An example of the excellent interpretive signage at the park, which includes great maps.
This map here gives a good view of Lee's inverted "V" line.
The interpretive signs along the trail also tell the story of an ill-fated assault on the works in this location. The Federal troops directly opposite Ox Ford consisted of Ambrose Burnside's 9th Corps. Ordered to pursue the enemy on May 24th, Burnside found Ox Ford held in force and impervious to assault. He sent forces upstream with orders to cross and outflank rebel forces at the ford. Leading the way were about 1,500 men under the command of Brigadier General James H. Ledlie. They splashed across a swollen river, getting wet up to their armpits in the process, and then closed on the Confederate main line along the western leg. As the union forces neared Ox Ford, they found Confederates dug in with infantry and artillery along a high ridge. Ledlie was under orders to use extreme caution, but he saw a chance to earn distinction here. Several accounts also reveal that the general was clearly intoxicated. In the midst of a tremendous thunderstorm, he sent his six regiments forward into a death trap. Captain John Anderson of the 57th Massachusetts remembered:
After proceeding a short distance all semblance of a line became lost. It was just a wild tumultuous rush where the more reckless were far to the front and the cautious ones scattered along back, but still coming on.... Many of the Confederate soldiers stood upon their breastworks and called out in a tantalizing manner, 'Come on Yank, come on to Richmond.'
Pinned down in a ravine in front of the Confederate works, Ledlie's brigade suffered 450 casualties, including a reported 150 captured. Among those mortally wounded was Lieutenant Colonel Charles L. Chandler, a 24-year-old Harvard graduate who commanded the 57th Massachusetts. Amazingly, Ledlie received no censure for his actions, and would soon command a division.

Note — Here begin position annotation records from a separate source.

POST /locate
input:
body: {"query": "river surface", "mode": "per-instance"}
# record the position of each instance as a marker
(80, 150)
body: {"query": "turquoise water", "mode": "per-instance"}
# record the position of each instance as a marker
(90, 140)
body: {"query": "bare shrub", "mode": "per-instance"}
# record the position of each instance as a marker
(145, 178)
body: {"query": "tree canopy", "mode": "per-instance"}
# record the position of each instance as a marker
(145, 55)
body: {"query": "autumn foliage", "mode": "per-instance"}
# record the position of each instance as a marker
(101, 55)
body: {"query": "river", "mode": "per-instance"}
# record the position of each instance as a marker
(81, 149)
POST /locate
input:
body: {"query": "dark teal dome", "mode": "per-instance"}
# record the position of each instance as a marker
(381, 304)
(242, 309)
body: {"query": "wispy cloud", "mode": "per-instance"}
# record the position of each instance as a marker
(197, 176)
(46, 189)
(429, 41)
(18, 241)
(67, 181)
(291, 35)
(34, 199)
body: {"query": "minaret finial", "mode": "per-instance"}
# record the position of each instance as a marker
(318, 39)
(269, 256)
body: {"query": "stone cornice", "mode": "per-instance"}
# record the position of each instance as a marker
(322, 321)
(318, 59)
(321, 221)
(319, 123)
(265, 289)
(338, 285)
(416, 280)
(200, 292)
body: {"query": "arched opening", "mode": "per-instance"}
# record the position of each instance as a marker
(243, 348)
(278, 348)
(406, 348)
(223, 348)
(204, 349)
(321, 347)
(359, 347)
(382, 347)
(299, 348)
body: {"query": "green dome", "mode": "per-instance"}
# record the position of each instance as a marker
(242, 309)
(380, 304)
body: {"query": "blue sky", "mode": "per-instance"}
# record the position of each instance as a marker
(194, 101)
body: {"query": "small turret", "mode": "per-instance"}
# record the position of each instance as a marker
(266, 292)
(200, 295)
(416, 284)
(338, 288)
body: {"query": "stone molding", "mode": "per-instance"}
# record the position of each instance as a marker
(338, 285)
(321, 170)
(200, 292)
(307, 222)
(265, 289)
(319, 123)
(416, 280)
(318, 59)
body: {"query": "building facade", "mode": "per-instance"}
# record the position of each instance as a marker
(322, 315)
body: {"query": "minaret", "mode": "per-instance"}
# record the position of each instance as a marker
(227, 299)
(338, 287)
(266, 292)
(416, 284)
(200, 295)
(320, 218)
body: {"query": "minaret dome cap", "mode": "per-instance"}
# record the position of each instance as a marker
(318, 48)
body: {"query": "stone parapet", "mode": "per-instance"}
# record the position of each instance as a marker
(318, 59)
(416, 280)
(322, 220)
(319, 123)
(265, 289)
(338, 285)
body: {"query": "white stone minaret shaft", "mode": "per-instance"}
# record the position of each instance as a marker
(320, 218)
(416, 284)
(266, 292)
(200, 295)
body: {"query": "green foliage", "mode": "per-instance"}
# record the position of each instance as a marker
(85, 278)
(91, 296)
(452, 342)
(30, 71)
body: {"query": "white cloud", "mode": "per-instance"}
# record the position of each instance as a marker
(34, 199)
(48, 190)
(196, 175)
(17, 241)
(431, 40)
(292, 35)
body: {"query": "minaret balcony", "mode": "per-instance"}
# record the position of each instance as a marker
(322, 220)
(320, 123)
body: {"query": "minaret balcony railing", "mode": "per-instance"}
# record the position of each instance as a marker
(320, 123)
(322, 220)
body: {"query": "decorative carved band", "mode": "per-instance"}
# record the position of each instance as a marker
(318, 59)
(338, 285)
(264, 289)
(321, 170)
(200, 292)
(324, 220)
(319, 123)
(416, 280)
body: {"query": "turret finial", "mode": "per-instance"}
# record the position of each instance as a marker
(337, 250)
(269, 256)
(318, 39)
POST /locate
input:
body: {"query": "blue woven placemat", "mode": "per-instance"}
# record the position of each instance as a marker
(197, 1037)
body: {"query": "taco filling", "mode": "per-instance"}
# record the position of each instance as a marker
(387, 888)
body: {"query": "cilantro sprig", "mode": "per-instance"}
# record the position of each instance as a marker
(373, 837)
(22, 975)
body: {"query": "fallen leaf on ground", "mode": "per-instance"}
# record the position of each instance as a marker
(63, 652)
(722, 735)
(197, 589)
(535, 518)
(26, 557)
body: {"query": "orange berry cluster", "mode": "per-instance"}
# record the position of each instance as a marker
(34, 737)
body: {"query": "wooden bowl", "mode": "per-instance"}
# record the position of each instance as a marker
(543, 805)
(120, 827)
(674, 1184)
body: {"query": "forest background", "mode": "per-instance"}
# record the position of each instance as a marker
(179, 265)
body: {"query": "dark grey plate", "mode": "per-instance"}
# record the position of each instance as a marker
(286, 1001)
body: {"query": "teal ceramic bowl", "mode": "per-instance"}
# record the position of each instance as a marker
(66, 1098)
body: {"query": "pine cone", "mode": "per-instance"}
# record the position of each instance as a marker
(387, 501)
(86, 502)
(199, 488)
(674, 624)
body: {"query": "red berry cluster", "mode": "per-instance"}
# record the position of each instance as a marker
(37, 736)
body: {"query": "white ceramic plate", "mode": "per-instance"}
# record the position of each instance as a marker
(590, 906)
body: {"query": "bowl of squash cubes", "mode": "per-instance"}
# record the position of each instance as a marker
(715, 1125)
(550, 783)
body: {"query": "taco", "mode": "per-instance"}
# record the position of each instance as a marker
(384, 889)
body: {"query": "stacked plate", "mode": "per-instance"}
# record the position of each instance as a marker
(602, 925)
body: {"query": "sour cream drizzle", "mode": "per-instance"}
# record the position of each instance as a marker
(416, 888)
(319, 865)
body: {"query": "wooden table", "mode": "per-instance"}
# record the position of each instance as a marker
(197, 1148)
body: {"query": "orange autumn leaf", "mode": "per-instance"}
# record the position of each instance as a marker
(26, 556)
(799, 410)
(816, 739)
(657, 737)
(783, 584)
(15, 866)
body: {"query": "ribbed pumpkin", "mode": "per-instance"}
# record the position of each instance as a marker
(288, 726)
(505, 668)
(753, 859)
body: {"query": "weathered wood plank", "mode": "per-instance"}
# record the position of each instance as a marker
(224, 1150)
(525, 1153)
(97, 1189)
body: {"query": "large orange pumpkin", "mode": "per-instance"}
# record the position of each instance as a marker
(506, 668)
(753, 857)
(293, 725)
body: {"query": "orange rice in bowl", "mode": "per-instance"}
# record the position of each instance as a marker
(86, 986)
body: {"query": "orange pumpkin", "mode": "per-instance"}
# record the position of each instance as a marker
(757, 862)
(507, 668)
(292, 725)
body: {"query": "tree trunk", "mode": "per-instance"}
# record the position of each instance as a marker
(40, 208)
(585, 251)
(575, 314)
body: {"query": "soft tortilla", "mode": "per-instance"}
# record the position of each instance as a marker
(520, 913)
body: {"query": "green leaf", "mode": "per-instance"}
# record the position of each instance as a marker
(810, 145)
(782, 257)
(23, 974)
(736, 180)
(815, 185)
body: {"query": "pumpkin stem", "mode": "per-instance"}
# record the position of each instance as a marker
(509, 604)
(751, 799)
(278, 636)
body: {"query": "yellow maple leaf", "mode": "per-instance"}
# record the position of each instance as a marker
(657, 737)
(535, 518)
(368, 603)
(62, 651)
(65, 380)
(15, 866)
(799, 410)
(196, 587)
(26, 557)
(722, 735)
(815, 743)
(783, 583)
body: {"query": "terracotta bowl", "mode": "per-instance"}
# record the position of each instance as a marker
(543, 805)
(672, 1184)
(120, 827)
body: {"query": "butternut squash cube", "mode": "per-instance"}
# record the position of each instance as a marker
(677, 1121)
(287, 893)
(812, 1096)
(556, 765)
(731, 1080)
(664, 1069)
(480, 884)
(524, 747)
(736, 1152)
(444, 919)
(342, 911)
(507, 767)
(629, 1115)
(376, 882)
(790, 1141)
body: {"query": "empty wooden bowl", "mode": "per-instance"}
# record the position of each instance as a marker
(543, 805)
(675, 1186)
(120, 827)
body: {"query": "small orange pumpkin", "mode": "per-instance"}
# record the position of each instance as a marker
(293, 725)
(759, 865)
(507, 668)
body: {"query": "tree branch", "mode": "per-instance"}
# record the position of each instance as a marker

As we approach the 150th anniversary of the actions along the North Anna, the park is getting ready to unveil some new trails. Some 90 acres of land has recently been added to the park, more than doubling its size. These new paths take visitors north of the Confederate lines, and include some well preserved federal entrenchments as well as much of the route of Ledlie's advance. John Cumming's Spotsylvania Blog has a post exploring these new trails. I myself mistakenly explored part of the new network today as I attempted to follow the original ten stop interpretive trail. I am not sure if the new signage has yet been installed. The additional 90 acres will provide a great reason to return and explore the park once again.